Deine Idee ist schon gut, es scheitert wohl aber am Berechtigungswissen der 
"Datenverantwortlichen". So war mein Ziel, dem lokalen Berechtigungsadmin 
dieses SAP-Systems (das ein Berechtigungskonzept hat, aber ein lausiges), 
(und der uns den Input über die neue Rollenzusammensetzung liefern soll) 
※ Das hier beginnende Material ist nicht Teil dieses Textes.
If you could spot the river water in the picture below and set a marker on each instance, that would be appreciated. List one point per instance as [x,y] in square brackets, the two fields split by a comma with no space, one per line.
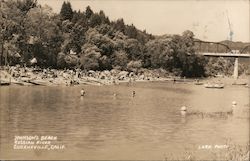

mehr Substanz, mehr Fakten an die Hand zu geben. Seine Idee, um 
herauszufinden, was die Leute brauchen bisher: die Favoriten der einzelnen 
User auszulesen...

In diesem Fall können die ST03N oder STAT schon mehr 'Fleisch' liefern - und 
das ja auch zum Ablehnen von Anforderungen verwendet werden.